In that way, improving your credit score is liberating. As can homeownership. I’ve read many thoughtful critiques of why homeownership should be divorced from the American Dream. (Bethany McLean, for one, in her book Shaky Ground, lays bare some of perverse incentives and inequities inherent in the mortgage industry and US tax code.) But, according to Bryant, it’s still the “single best hedge against poverty if you are in the middle class or below.”
In other words, if you are a member of the Invisible Class, becoming a homeowner is the single best way to become “seen” in the US system of free enterprise. In one move, you become a stakeholder, a taxpayer, an engaged citizen, and more than likely you will now vote.
Hell, when America began, it was the only way you could vote. But, as with everything in this book, it’s as much about mindset as anything. It’s about investing in yourself. It is about having a wealth mindset—not to get rich per se, but to achieve independence and self-determination. There are five rules for economic independence in the book:
The Five Simple Rules for Economic Independence
1. You Live in a Free Enterprise System—Embrace This.
2. Your Mindset Makes or Loses Money and Wealth—You Choose.
3. Relationships Are Investments—Build Relationship Capital With Yourself First.
4. Be Entrepreneurial—Don’t Just Get a Job.
5. Spiritual Capital Is the Start of True Wealth—Own Your Power.
We can and should hope for change that makes our economic system more equitable. We should, perhaps, begin to question and challenge the narrative of the economic story that has come to dominate all others. But the escape from economic inequality today, right now, begins within you, and it begins with understanding that story. Just as our economy relies on consumer confidence, your economic situation in life relies to a great deal on the confidence you have in yourself. Before you can begin to build wealth, you must build self-esteem. But you must also build relationships. It is what John Hope Bryant calls Relationship Capital, and it may be the single most important thing to your success. It is because he invested time and energy to building such capital that Andrew Young and Quincy Jones are today more than just colleagues of his—they’re close personal friends and mentors. How a young man from Compton, a self-described “social introvert—unless you were talking about business or life missions”—made that happen is almost comedic in how earnest and unlikely a story it is. And now, of course, those relationships have opened up even wider circles of influence, and he has served on the advisory councils of presidents in both parties to advance the goal of financial literacy.
“Relationships,” Bryant puts it pure and simple “are investments.” That might come across as crass at first, but it should be seen as an investment in a better future—together, for everyone, especially those that need the investment most, those that his organization, Operation HOPE, serves.
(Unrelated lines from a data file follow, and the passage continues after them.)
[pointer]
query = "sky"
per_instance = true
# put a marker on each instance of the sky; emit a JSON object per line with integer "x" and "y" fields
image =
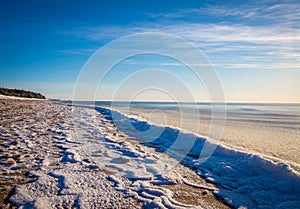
{"x": 254, "y": 46}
Bryant explains how, in his view, his real capital is his integrity. To him, it isn’t about “getting paid” or “getting rich,” but about building wealth. It wasn’t enough for him to build it in his own life—he wanted to help others and his community, in underserved communities everywhere—build it, as well. But that work to build wealth began, as it does with everyone not born with a silver spoon in the mouth, somewhere much deeper inside:
I knew that my true wealth lived within me, not in my wallet, let alone in someone else’s wallet.
And it is his mission to share that understanding, to share the memo, with everyone who is struggling economically, who feels unseen, who is hurting inside because of it:
Ultimately, this is a story about us surviving or thriving. About whether we just barely make it and accept that as good enough for us, for our children, and for our community, or whether we work together for a shared aspiration: a better life for us all.
John Hope Bryant wants us to know that there is hope, for us individually, for our families, and for our struggling communities. It doesn’t matter if they’re urban or rural, American or international, black or white or any shade in between. All we need is to get the memo.